During our trek into the mountains south of San José, as we made the continuous climb on treacherous and narrow roads, my girlfriend said to me, “Vamos a alcanzar al cielo.” This could have meant we were going to reach the sky or could have meant we might end up in heaven. The double meaning was not lost on me as I answered: “I’m pretty sure we’ll get there one way or the other.”
Moving past the center of Aserrí, where old women pushed grocery carts and signs for a local restaurant specializing in chicharrón obstructed the mountain view, our car approached one last climb. Though the Waze app said we were almost at the water park we had decided to go to on a whim, a comically steep hill in front of us was the last thing standing in our way.
I pushed my GeoTracker into drive and tried to get as much momentum as possible as we inched our way up the sheer road. A man coming down with a wagon full of vegetables whistled at me as if he’d never seen someone drive up this way before. Maybe this was a mistake, I thought, as it seemed my car would backflip at any second and tumble down the broken road.
“Reaching el cielo one way or the other,” I said again to my now wide-eyed girlfriend.
When we finally reached flat road at the top, we shared a collective sigh and proceeded to what we thought would be a somewhat large water park with slides and pools and, heck, maybe even one of those lazy rivers that goes around the whole place. We ended up finding nothing of the sort.
(Full disclosure: We were actually going to go to Parque Acuático Villa Fantasía, a water park in Orotina. But when we were leaving our apartment in San José, my Waze map told me this water park in Aserrí would be 30 minutes closer. Sometimes, life continues to teach you, it’s better to stick with the long way.)
When we arrived at the makeshift parking lot at Parque Acuático Los Sueños in Aserrí after the harrowing 30-minute drive south, I realized mine was the only car parked here.

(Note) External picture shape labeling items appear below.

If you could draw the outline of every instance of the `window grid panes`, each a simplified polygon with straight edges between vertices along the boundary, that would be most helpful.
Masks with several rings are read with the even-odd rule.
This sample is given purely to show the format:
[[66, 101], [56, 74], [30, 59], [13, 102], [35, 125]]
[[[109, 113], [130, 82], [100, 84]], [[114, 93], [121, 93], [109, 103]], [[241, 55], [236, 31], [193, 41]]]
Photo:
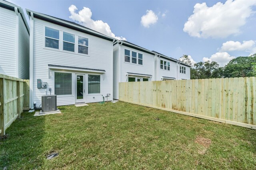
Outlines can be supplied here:
[[138, 53], [138, 63], [139, 64], [142, 65], [143, 56], [142, 54], [140, 54], [139, 53]]
[[186, 74], [186, 67], [183, 66], [180, 66], [180, 73]]
[[162, 60], [160, 61], [160, 68], [164, 69], [164, 61]]
[[88, 39], [78, 36], [78, 53], [88, 54]]
[[100, 76], [88, 75], [88, 94], [100, 93]]
[[75, 52], [75, 35], [63, 32], [63, 50]]
[[124, 61], [130, 63], [130, 50], [124, 50]]
[[55, 72], [54, 87], [56, 95], [72, 94], [72, 74]]
[[45, 27], [45, 47], [59, 49], [59, 30]]
[[137, 53], [136, 52], [132, 51], [132, 63], [137, 63]]

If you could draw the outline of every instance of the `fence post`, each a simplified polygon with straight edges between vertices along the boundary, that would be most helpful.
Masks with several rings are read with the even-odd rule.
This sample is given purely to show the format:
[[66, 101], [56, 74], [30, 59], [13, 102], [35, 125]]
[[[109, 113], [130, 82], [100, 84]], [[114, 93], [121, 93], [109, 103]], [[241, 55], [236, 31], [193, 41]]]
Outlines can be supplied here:
[[19, 114], [19, 118], [20, 118], [20, 82], [17, 81], [17, 112]]
[[6, 87], [4, 86], [4, 78], [0, 78], [0, 137], [5, 135], [4, 130], [4, 89]]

We paid ₡4,000 each for our entrance tickets, and I asked the guy at the front desk how anyone gets to this place. He just laughed and ignored my apparently dumb question. He then pointed us to the two different sides of the “park,” which really just looked like someone’s back yard. There was one side with a “warm pool” and the other with two “cold pools” that each had slides leading into them.
What kept sticking out to me about the place, beyond the shoddiness, was the spectacular view of Aserrí below. The chain of green mountains, though neighboring San José, conspired to block off everything but this sun-splashed valley in front of our eyes.
Like the scary but scenic drive, this view possessed that power so emblematic of Costa Rica that can make you feel as if you have just woken up in a fairy tale.
To cool off from the surprisingly sunny day in October at the height of rainy season, we jumped into the “warm pool,” which felt like a relatively cold pool. After some time, we went over to try the slides in the “cold pools” and when I got to the top of the first slide, I was hit with the split emotion of wanting to laugh out loud and wanting to shriek in fear.
There were red smears on the concrete atop the first slide, which was essentially a descending line of bath tile with rock barriers and water running out of a hole at the top to make this thing slidable. I don’t know if the red smears were blood, but I can say for sure that after I went down this supremely precarious contraption, I was bleeding.
My girlfriend came racing down behind me on the slide, crashing into me and laughing hysterically. I told her that was the scariest thing I’d ever done, and that was just a few minutes after the previous scariest thing I had ever done by taking my car up the steepest incline it’s ever climbed. We shrugged and laughed a little before getting our things and leaving early. We didn’t even bother with the second slide since the dirty pool looked like it legitimately could have had a swamp monster living in it.
I said my final words to my girlfriend, shot down the slide much faster than I was expecting and ended up being thrown into a frigid pool three feet deep that felt like it had literally just been melted out of ice. I cracked my finger on the concrete bottom, which is how I started bleeding.
Though this may sound like an anti-travel travel story, my point in retelling this strange journey is to actually encourage people to get out and go places they’ve never been or even heard of in Costa Rica.
I can’t really recommend this water park. But Costa Rica seems to always have this awesome dichotomy of beautiful scenery to go with the experience of one of those strange or trying days that seem like they can only happen here.
Whether it be the landmark directions on the way there, the incredible hillside homes slicing through green mountains, or the shoddy infrastructure among all of it, Costa Rica always makes you feel like you’re on some great adventure.
One way or the other, you’ll get there.